3 questions à Mayumi Kanagawa, finaliste du concours Long-Thibaud-Crespin

Le concours Long-Thibaud-Crespin 2018 se tient à Paris du 1er au 10 novembre. Six candidats ont été retenus pour les épreuves finales qui se déroulent dans l'Auditorium de la Maison de la Radio. Rencontre avec l'une des finalistes, la violoniste américaine Mayumi Kanagawa.

3 questions à Mayumi Kanagawa, finaliste du concours Long-Thibaud-Crespin
Mayumi Kanagawa, finaliste de l'édition 2018 sur Concours Long-Thibaud-Crespin., © Masha Mosconi.
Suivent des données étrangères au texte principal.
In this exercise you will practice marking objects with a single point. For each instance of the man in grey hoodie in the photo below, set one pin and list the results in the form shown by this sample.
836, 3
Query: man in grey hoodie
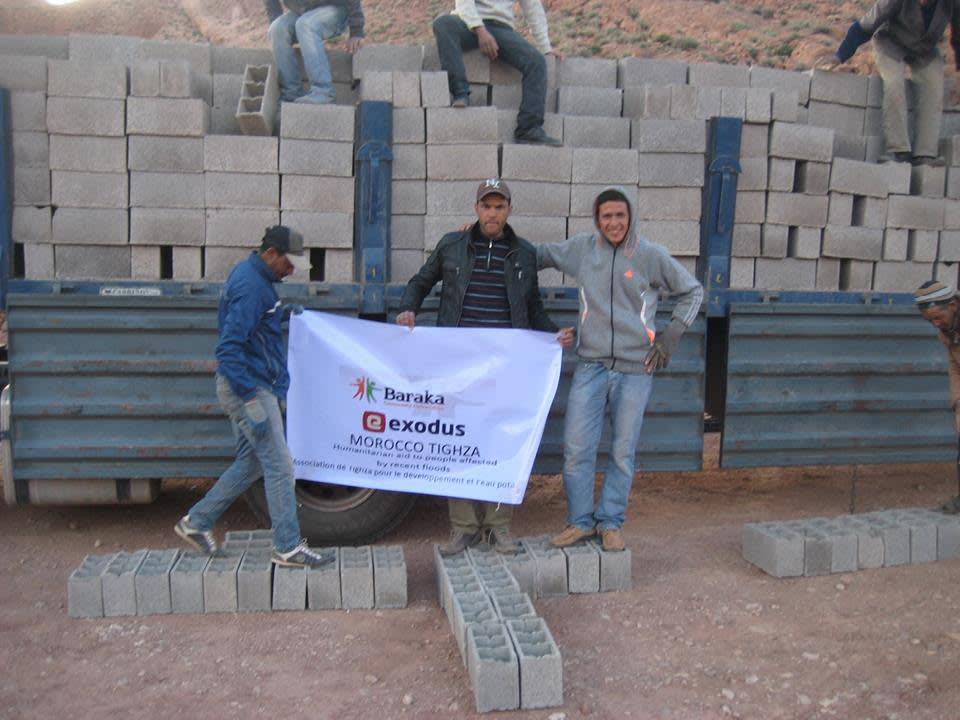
621, 276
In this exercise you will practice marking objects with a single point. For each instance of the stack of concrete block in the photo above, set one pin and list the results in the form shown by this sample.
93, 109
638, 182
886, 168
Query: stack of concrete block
820, 546
317, 196
241, 578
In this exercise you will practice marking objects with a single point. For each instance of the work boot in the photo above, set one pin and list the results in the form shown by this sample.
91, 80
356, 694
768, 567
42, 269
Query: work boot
201, 540
571, 536
502, 541
458, 542
613, 540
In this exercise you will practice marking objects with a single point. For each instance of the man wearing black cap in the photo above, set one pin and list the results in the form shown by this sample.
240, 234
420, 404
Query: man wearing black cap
252, 380
938, 304
489, 280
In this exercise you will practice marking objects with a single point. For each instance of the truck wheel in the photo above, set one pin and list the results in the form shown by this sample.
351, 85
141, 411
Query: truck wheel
339, 515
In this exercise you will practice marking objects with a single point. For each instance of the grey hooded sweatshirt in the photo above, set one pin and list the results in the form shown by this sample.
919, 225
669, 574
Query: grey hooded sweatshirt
620, 287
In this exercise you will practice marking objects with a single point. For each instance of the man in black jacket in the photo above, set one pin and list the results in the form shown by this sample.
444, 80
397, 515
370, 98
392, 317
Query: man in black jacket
489, 280
310, 23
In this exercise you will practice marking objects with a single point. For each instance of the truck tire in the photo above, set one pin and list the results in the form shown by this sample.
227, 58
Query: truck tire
339, 515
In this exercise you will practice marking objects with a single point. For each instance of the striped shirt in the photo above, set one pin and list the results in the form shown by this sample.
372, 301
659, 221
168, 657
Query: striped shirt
485, 303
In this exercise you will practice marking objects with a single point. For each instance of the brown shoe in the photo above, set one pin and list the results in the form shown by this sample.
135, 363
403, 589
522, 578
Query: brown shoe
571, 536
613, 540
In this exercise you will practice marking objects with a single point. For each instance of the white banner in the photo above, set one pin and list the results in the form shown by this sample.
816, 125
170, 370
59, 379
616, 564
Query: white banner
457, 412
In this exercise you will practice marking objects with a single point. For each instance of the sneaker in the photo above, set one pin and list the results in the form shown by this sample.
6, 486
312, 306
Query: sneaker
201, 540
536, 136
458, 542
571, 536
927, 160
613, 540
502, 541
301, 556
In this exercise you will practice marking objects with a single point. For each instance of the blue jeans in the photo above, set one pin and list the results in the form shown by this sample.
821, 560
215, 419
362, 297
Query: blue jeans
261, 451
453, 37
310, 30
593, 390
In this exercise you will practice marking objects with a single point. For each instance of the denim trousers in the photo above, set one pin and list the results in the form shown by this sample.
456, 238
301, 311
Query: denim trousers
453, 37
311, 30
261, 451
593, 390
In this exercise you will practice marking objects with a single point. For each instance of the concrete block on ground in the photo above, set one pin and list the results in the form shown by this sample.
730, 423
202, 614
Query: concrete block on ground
175, 117
117, 582
541, 667
596, 132
493, 666
152, 582
356, 577
240, 153
85, 116
220, 582
84, 588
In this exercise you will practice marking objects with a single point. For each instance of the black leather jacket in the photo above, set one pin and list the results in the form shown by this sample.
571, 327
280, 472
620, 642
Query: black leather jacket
452, 263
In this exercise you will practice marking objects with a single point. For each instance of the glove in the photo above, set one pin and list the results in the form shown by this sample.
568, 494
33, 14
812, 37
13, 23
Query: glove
664, 347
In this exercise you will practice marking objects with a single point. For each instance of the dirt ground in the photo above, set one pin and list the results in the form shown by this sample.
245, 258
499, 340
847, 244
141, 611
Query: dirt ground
702, 634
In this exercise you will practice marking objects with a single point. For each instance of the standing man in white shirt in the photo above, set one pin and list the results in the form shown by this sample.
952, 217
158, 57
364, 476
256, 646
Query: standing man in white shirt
488, 25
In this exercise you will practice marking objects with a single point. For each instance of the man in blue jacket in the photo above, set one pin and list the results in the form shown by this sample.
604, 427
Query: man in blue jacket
252, 381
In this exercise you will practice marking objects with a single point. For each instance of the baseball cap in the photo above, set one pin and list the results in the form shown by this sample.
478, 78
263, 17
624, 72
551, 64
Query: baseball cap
289, 242
493, 186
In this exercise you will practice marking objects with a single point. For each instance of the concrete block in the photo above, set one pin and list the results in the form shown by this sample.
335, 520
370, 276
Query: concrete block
669, 136
85, 116
167, 226
289, 588
531, 162
785, 274
452, 126
165, 154
551, 565
320, 194
240, 153
859, 243
593, 101
928, 181
712, 74
409, 126
90, 226
220, 582
462, 162
315, 157
637, 72
241, 190
117, 582
599, 166
797, 209
87, 154
152, 582
919, 213
166, 116
494, 668
238, 228
72, 78
801, 142
92, 190
841, 88
596, 132
23, 72
541, 668
356, 577
324, 230
84, 589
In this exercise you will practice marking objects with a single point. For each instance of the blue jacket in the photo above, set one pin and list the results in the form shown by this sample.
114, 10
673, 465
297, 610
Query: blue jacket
251, 351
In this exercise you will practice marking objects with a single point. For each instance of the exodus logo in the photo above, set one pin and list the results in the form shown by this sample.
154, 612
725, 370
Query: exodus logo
378, 422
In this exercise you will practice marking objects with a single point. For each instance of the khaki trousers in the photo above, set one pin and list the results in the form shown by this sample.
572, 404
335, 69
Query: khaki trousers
928, 81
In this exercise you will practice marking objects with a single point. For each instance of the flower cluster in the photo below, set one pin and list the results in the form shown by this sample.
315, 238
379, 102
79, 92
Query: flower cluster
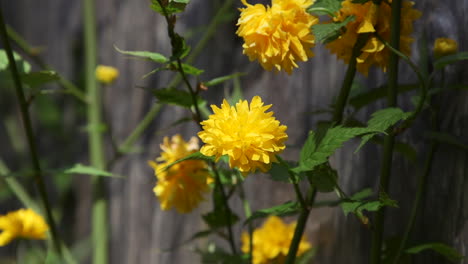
372, 18
279, 35
271, 242
183, 184
249, 136
444, 47
23, 223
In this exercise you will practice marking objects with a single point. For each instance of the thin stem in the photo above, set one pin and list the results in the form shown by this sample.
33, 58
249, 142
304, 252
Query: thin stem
300, 227
29, 134
389, 141
33, 53
348, 80
96, 149
219, 185
248, 213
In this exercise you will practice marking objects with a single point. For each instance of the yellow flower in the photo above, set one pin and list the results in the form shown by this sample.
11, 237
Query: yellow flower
106, 74
23, 223
182, 185
271, 242
370, 18
249, 136
279, 35
444, 47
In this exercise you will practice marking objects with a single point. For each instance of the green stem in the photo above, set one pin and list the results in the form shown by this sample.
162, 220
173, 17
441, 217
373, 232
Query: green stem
300, 227
248, 213
96, 150
33, 53
219, 185
348, 80
29, 134
389, 141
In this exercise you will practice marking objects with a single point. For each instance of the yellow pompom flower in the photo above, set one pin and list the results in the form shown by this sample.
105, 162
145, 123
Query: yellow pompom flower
277, 36
106, 74
249, 136
372, 18
23, 223
271, 241
444, 47
182, 185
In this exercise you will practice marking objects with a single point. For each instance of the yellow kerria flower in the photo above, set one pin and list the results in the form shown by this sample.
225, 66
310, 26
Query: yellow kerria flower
279, 35
370, 18
182, 185
271, 241
249, 136
106, 74
444, 47
23, 223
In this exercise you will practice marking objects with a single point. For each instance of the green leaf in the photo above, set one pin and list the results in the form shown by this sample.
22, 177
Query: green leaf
323, 177
446, 251
325, 33
22, 65
449, 59
89, 170
179, 47
285, 209
217, 218
325, 7
194, 156
175, 97
219, 80
368, 96
446, 138
189, 69
34, 79
154, 56
279, 172
173, 6
382, 120
313, 155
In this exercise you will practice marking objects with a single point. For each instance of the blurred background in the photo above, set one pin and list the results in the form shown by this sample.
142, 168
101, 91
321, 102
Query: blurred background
139, 231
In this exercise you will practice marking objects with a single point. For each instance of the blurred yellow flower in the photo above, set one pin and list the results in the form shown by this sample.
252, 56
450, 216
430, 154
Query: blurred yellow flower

France Musique : Pour vous, quelle est la partie la plus difficile de ce concours ? 

Mayumi Kanagawa : De loin la partie la plus difficile c'est la spécificité du répertoire que l'on doit présenter. De nombreuses œuvres étaient imposées, on avait peu de choix et ce sont des morceaux particuliers donc cela demande du temps de les apprendre. Mais c'était aussi assez intéressant et amusant car ce sont des œuvres que je n'aurais jamais choisies seule. 

Parmi les œuvres jouées lors du concours, avez-vous eu un coup de cœur ? 

J'ai adoré la fantaisie de Schumann. Au début je me suis demandé : mais qu'est-ce que c'est que ce morceau ? Mais ensuite, plus je le jouais plus j'y prenais du plaisir. Et Le Boeuf sur le toit était une oeuvre très drôle à écouter le premier jour, mais c'est aussi très long, donc cela demandait énormément de travail pour la mémoriser. 

Avez-vous vécu, ou attendez-vous un moment particulier lors de ce concours ? 

Toutes les épreuves ont leurs propres difficultés, ce qui est agréable, car c'est toujours différent. C'est aussi très intéressant de travailler avec des pianistes tout au long du concours car je n'avais jamais joué avec des pianistes français auparavant. C'était vraiment une nouvelle expérience, ils ont une esthétique différente et j'ai adoré jouer avec eux.